The main difference in films is the treatment of Ford and James' characters. In Shot, I think Ford is maybe a little more sympathetic... he kills Jesse in a cowardly way, but he thinks he's doing it for the right reasons, and then spends the rest of his life feeling guilty. Jesse James isn't in it long, but comes off as a nice guy. In Assassination, Ford is a bizarre, awkward creep who is infatuated with James (maybe in love with him?) and tries to insinuate himself in James' life... he's the wild west version of a celebrity stalker. And James is seen as a violent, paranoid sociopath, prone to weird mood swings where one minute he's your best friend, and the next he's leading you out into the woods to shoot you. But what's really weird here is that the movie suggests that James is suicidal, or at least attracted to danger. It's clear that he sees through Ford, sees his obsession and the danger he presents, yet keeps him around any way. And then, in a subtle but unmistakable way, he more or less invites Ford to shoot him while his back is turned.

I don't want to mince words here: I thought Assassination was a great movie. It is easily the greatest western since Unforgiven, although it doesn't feel much like a western. It's dark, brooding and complex, and possibly the best looking movie that came out last year. Sure, pretty looking open landscapes are a staple in westerns, but I don't think we've ever seen a train robbery scene like the one here, where mysterious figures slowly crawl out of the dark of night, and the steam rolls out of the engine like smoke coming out of the gates of hell.

I've always liked Brad Pitt, and he gives one his best performances here, and I think we'd all be fawning over his work if it wasn't for just how great Casey Affleck is. Affleck steals the movie, and given the strength of Pitt's work, that's no mean feat. Affleck is just so unnerving and pathetic here... he has this deliberate way of speaking where you realize that Ford must practice in his head what he wants to say to Jesse ahead of time, trying to attain some sort of fantasy ideal of their life together. He's awful and creepy, but like Travis Bickle he's so helpless and pathetic that you have a sick kind of pity for him, even if he is the 1800's Mark David Chapman.

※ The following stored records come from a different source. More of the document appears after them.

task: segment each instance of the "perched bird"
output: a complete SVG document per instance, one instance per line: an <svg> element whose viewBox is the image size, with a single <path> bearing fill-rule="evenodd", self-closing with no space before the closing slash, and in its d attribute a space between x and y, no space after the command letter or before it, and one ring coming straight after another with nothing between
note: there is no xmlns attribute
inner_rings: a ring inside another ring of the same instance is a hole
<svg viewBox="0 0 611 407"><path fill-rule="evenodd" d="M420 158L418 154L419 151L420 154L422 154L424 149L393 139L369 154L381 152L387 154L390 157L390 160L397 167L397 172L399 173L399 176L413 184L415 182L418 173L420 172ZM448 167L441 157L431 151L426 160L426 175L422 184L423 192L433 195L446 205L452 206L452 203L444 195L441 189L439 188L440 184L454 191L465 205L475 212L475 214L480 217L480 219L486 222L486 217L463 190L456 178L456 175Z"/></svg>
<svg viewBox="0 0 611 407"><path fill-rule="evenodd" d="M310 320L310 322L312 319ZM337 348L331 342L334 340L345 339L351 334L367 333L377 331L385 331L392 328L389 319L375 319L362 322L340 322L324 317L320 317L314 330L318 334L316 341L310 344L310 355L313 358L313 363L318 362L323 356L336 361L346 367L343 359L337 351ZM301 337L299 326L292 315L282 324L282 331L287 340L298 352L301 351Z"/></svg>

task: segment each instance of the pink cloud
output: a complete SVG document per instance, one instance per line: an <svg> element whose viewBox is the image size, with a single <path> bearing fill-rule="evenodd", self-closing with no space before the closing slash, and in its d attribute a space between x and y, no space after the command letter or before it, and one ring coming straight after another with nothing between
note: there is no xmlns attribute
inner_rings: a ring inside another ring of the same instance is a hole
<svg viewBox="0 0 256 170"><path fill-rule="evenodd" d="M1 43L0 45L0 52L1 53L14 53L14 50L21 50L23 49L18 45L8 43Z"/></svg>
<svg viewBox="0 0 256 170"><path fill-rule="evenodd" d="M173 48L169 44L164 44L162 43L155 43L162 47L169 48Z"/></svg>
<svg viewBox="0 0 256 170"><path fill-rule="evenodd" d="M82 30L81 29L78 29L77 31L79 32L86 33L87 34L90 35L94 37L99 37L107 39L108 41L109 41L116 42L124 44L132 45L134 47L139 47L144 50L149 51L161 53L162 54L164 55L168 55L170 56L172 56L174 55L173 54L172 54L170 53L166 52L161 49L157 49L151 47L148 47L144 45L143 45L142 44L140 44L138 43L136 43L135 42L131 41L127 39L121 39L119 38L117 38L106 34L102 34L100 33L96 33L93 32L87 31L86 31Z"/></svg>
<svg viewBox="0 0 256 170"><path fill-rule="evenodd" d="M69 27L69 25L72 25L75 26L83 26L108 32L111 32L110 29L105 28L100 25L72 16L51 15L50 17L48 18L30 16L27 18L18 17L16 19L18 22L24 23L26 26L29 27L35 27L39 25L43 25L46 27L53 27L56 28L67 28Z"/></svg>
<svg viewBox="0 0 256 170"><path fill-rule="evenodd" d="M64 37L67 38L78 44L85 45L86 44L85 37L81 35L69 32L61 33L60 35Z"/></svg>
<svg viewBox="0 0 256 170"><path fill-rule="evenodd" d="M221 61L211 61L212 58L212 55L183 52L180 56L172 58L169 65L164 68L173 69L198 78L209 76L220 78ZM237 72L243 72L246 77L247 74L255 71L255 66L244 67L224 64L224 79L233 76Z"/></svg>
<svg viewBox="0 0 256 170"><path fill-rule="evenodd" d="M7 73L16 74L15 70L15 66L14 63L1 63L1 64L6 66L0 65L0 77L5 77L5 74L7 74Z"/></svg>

If I have one complaint, the movie may overuse its narration, which I'm guessing comes from the book. A few times the narrator basically describes things that we can clearly understand from the visuals. For the most part it works... it's even necessary, for example, during the ending, when Ford is unceremoniously murdered by a man he never met. Still, they could have cut it down in a few places, and trusted the images to tell the story. It reminded me a bit of Terrence Mallick with The New World or The Thin Red Line where you just want the narration to stop so you can focus on the beautiful images.

I think a while back I lauded 3:10 to Yuma for being a straightforward western, and complained that I was maybe a little tired of revisionist/elegiac westerns. Well, this one is certainly not a traditional western, so I'll go ahead and eat my words and say that I was wrong, this beats the pants off a typical traditional western.